When should you have to be worried about your child’s vision?

There aren’t many health issues that can affect your child’s eyes at birth. However, some childhood eye diseases can cause problems, such as cataracts in both eyes, leading to nearsightedness or faulty development of the retina and optic nerve if left untreated. A single vision screening can only cover a very short period. 

A good way to make sure that your child’s eyes are still healthy during the first few months of life is to make an appointment with your child’s doctor at least once a month.

Your pediatrician may also recommend that you have your child follow up with them at regular intervals as they grow, especially if you notice a change in your child’s vision or if you suspect there might be some health issue.

What kind of treatments do children receive for eye problems?

If your child has a problem with their eyes, doctors can talk with you about the best course of action and treatment for them. It’s important to remember that every child is different, and doctors’ advice will vary.

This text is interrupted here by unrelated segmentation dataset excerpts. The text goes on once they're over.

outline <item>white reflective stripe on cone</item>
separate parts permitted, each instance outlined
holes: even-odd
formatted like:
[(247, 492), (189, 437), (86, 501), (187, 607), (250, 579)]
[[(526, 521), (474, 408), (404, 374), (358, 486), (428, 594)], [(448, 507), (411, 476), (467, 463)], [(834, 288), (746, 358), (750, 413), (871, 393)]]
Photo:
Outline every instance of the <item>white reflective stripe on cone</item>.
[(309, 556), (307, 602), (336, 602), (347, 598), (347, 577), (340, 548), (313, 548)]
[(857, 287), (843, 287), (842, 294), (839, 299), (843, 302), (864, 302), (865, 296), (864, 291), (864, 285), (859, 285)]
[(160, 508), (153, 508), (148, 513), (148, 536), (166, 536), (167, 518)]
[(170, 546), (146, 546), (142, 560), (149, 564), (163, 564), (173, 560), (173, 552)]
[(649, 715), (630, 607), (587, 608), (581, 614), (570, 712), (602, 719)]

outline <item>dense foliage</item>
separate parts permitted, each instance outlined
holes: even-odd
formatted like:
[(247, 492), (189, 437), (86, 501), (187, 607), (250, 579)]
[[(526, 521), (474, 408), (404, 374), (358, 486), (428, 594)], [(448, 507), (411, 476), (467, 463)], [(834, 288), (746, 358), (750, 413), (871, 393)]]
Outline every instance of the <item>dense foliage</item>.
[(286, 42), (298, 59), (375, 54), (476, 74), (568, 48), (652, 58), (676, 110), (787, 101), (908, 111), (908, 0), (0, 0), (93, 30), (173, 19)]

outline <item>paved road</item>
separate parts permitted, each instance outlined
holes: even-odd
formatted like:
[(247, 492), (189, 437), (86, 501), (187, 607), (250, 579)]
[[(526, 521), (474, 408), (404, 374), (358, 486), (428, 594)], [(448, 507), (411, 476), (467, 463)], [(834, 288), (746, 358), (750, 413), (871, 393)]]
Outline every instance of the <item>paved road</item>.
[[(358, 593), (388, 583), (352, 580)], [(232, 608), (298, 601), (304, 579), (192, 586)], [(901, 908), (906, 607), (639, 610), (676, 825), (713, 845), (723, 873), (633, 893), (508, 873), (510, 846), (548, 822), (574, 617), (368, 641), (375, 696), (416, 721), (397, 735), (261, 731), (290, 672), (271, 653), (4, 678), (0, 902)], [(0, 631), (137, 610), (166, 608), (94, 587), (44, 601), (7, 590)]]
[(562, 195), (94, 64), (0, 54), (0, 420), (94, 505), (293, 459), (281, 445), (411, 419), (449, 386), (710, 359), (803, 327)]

If your child has a vision problem, doctors might be able to fix it by restoring normal vision or correcting any problems that may have caused the problem in the first place. If there are no problems with vision, your child may be offered glasses for nearsightedness or eyeglasses for farsightedness.

If you still have concerns about your child’s eyes, don’t hesitate to talk with your doctor about the best course of action. For this matter, you can contact MyPedia Clinic as we have a team of expert Eye Specialists and Opticians who can help your little one’s vision problems.